O trabalho realizado pelo Programa de
Manejo de Agroecossistemas (PMA) do Instituto Mamirauá, organização social
fomentada pelo Ministério da Ciência, Tecnologia, Inovações e Comunicações
(MCTIC), visa fortalecer as práticas sustentáveis junto a comunitários e, ao
mesmo tempo, tornar a produção agropecuária uma fonte viável de renda para os
envolvidos na atividade. “O nosso trabalho é valorizar o que eles fazem de
positivo. No que pode ter um impacto negativo, a gente trabalha para junto com
eles construir uma alternativa”, explica Paula.
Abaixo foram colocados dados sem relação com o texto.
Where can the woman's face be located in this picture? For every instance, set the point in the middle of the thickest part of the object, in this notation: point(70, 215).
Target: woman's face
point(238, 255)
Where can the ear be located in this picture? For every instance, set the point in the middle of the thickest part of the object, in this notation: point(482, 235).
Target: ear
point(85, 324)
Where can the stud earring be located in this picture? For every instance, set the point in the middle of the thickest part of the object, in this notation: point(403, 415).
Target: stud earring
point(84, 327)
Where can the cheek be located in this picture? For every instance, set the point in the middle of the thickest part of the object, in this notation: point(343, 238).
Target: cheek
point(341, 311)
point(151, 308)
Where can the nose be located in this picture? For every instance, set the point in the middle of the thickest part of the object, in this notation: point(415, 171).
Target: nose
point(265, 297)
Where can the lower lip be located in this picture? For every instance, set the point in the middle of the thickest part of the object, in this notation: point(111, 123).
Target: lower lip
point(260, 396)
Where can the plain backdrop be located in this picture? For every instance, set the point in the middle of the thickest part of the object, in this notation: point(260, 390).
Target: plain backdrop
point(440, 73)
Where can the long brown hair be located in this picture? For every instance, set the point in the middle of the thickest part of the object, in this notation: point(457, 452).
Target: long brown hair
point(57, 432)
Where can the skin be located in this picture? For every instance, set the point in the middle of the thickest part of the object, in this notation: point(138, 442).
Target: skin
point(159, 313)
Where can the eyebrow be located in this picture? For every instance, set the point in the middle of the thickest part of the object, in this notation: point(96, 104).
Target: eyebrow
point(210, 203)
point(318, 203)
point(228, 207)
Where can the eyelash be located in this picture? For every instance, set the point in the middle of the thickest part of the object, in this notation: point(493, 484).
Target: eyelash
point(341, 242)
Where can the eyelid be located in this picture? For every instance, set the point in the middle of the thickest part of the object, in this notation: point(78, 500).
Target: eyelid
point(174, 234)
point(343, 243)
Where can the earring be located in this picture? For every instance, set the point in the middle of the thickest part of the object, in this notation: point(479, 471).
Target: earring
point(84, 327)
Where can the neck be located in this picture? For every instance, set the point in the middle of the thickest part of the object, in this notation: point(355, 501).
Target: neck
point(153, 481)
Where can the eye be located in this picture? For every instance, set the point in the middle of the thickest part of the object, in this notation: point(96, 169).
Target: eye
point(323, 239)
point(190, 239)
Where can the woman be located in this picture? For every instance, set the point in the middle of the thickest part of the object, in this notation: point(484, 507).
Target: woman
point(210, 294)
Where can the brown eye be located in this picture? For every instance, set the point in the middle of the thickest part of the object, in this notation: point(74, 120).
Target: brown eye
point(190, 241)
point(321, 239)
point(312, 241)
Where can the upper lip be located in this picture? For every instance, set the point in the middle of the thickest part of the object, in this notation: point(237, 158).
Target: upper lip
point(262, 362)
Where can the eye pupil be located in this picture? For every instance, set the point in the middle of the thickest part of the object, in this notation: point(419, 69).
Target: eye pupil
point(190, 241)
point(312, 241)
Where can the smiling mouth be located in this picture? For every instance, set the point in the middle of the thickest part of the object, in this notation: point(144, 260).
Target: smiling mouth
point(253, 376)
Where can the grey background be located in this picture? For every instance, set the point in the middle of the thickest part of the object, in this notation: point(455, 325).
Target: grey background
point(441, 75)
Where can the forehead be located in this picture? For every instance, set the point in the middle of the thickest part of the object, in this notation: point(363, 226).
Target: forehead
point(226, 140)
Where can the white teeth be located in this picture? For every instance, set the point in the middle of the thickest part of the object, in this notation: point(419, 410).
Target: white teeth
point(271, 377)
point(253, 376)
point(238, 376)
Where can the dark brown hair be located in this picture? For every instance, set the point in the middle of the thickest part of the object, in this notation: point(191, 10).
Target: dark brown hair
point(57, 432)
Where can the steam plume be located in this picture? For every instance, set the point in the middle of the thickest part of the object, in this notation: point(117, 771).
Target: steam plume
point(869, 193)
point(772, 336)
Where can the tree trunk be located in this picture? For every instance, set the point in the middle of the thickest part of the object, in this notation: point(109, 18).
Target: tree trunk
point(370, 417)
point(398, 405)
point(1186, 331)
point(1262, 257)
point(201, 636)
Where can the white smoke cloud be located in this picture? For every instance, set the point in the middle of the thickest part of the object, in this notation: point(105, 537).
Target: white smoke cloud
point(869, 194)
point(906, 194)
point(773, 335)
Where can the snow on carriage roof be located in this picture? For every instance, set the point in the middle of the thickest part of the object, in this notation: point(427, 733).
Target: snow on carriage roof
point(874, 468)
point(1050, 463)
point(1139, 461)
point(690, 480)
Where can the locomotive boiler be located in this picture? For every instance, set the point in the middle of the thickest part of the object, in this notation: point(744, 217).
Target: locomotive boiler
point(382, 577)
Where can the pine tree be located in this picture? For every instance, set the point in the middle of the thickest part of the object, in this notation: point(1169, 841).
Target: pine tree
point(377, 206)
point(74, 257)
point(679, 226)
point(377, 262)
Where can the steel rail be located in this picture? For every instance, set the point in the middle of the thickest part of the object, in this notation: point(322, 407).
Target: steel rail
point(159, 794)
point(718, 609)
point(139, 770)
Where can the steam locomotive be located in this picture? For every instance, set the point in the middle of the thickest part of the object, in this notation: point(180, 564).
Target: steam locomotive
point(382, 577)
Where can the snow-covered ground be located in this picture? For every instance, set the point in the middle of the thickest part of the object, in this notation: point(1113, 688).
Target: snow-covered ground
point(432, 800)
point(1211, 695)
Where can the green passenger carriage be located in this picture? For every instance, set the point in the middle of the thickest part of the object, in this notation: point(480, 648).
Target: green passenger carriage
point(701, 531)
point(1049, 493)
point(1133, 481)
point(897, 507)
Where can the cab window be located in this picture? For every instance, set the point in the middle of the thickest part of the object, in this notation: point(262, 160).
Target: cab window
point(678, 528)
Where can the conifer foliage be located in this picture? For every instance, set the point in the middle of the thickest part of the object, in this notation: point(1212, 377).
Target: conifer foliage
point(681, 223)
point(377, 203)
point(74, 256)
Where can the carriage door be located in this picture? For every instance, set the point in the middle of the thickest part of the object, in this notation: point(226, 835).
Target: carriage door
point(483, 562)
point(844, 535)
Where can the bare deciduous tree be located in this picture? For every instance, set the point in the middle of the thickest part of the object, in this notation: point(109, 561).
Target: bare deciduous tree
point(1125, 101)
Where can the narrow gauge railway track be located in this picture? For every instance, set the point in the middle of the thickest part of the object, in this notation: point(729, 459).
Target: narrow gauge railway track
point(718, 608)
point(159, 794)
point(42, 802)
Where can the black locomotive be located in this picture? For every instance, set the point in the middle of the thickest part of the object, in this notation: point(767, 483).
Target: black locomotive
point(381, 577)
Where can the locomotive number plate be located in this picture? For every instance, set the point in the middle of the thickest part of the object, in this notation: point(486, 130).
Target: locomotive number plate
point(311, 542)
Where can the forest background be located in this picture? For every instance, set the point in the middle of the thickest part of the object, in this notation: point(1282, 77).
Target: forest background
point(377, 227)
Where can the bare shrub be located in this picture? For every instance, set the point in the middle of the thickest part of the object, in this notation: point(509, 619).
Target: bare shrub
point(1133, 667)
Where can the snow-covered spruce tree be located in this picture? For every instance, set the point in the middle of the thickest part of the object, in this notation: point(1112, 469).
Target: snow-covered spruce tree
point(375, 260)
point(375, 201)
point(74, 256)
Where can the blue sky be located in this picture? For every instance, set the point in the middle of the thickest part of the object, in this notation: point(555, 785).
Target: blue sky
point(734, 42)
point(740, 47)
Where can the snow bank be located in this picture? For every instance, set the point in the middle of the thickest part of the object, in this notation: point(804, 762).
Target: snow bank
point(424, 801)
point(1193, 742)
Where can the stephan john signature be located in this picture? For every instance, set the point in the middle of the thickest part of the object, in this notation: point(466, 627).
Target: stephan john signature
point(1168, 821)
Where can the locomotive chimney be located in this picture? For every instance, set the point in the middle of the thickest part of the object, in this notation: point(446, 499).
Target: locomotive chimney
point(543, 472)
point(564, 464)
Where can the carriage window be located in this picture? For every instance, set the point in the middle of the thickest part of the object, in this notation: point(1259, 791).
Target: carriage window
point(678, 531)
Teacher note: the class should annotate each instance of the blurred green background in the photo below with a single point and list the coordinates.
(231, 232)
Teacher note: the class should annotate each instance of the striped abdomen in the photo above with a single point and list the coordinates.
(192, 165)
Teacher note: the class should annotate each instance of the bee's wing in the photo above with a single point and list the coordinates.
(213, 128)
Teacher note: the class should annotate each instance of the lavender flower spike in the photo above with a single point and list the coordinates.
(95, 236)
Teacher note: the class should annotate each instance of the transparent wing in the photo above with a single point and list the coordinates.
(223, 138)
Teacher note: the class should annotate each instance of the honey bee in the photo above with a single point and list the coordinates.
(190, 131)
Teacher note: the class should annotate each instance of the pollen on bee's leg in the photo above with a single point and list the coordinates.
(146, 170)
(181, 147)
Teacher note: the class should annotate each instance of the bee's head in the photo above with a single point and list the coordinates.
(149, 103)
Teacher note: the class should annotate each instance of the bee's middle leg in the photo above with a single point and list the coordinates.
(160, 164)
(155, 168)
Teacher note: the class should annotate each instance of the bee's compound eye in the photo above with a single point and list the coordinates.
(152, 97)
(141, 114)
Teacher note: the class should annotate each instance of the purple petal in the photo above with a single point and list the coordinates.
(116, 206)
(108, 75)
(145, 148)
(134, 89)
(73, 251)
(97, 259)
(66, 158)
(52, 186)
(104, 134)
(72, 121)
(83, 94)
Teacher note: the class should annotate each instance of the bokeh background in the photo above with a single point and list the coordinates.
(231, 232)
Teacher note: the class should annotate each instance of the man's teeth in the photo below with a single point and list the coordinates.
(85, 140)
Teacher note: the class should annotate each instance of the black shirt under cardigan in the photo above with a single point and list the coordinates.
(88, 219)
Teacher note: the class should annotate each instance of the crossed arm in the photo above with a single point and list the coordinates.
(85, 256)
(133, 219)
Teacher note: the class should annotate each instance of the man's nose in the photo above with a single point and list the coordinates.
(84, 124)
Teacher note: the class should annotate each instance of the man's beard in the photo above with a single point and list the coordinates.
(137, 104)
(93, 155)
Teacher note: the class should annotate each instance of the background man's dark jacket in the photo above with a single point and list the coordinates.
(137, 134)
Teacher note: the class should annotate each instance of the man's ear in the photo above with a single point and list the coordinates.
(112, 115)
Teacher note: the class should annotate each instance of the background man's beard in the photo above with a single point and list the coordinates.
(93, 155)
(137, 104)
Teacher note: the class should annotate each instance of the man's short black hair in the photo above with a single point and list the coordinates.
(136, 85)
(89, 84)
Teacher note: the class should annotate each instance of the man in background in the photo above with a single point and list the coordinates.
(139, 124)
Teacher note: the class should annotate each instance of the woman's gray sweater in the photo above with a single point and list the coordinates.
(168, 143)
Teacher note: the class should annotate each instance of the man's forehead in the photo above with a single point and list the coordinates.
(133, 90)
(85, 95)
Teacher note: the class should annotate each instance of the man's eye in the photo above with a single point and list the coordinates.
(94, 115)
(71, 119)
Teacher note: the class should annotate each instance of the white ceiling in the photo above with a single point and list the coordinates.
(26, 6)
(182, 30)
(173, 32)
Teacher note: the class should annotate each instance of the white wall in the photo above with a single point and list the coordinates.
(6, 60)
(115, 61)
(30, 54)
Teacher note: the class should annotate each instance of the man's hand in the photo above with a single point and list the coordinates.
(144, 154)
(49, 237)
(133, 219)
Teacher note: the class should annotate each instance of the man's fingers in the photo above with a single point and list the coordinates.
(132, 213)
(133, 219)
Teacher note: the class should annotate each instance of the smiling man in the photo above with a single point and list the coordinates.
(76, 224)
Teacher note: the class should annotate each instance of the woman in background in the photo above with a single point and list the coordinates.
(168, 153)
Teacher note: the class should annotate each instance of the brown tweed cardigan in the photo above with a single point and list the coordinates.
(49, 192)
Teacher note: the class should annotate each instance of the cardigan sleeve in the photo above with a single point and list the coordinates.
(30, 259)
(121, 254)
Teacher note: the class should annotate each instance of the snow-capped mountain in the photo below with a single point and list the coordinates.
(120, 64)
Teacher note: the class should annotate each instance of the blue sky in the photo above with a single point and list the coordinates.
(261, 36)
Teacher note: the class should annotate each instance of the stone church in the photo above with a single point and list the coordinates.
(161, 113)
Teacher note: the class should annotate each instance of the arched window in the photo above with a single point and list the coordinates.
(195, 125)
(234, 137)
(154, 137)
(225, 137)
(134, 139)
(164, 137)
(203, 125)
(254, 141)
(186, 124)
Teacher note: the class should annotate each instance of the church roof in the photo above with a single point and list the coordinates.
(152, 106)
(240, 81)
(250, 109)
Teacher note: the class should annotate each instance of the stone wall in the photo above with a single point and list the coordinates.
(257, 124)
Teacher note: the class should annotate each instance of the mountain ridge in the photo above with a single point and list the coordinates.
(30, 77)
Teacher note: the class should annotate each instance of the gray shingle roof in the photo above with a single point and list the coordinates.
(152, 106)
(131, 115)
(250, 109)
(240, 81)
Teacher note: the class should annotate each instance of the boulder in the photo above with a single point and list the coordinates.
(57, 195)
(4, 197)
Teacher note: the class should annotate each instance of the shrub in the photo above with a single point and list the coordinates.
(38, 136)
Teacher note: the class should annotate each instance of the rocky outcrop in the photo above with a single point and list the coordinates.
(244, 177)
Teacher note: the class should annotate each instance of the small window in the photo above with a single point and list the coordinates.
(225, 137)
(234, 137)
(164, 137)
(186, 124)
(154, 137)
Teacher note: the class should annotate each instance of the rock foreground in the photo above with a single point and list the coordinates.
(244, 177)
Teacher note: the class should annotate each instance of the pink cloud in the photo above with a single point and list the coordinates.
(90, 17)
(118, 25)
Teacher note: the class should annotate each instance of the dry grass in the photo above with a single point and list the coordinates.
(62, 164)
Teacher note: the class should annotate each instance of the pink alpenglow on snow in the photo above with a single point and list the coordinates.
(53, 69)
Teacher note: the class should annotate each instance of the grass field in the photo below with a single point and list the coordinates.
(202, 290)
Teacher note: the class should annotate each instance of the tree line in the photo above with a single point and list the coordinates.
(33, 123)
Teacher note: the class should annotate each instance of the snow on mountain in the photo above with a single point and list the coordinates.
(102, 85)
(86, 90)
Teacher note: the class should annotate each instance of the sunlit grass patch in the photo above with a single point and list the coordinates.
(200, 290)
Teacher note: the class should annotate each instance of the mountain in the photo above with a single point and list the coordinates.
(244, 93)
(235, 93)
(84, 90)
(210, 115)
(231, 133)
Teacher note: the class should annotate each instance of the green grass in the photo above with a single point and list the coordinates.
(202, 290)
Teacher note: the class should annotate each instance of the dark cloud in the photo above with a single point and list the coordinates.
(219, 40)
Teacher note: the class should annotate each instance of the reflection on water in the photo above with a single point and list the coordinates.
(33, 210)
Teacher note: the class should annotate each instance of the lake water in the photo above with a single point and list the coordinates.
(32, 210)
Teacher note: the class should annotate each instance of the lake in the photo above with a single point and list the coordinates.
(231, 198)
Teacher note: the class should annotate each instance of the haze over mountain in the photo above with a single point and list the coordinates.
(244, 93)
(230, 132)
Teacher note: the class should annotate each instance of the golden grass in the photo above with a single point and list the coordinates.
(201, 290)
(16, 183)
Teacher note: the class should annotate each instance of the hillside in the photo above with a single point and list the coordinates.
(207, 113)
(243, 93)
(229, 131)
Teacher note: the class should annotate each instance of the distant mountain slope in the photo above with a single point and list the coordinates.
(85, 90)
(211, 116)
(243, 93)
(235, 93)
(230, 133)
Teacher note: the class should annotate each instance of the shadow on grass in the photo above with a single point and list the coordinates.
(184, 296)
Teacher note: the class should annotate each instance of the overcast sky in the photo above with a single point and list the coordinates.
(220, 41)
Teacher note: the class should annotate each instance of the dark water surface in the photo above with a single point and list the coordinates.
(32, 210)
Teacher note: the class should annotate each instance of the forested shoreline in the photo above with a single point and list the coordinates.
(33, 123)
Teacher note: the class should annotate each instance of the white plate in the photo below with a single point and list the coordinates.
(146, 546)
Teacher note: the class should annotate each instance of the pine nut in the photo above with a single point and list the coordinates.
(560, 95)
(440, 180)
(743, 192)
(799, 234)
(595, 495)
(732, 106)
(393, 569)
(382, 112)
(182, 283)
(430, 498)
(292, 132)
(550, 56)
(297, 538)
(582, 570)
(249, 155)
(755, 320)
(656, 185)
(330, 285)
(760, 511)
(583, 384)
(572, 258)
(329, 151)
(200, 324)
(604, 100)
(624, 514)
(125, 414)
Entre as ações, o grupo promove desde
2016 oficinas de manejo agroecológico de gado, embasada na metodologia proposta
pelo Pastoreio Racional Voisin (PRV).
No modelo idealizado pelo pesquisador
francês André Voisin, o gado fica em uma área delimitada até no máximo três
dias. A defecação e a urina dos animais nesse período contribuem para
reestruturação do solo.
Posteriormente, os animais são
transferidos para outra parcela, respeitando o período de descanso para
recomposição do pasto e novo pastejamento. Com esse incremento de produção de
pasto, reduz-se a demanda pela abertura de novas áreas na floresta.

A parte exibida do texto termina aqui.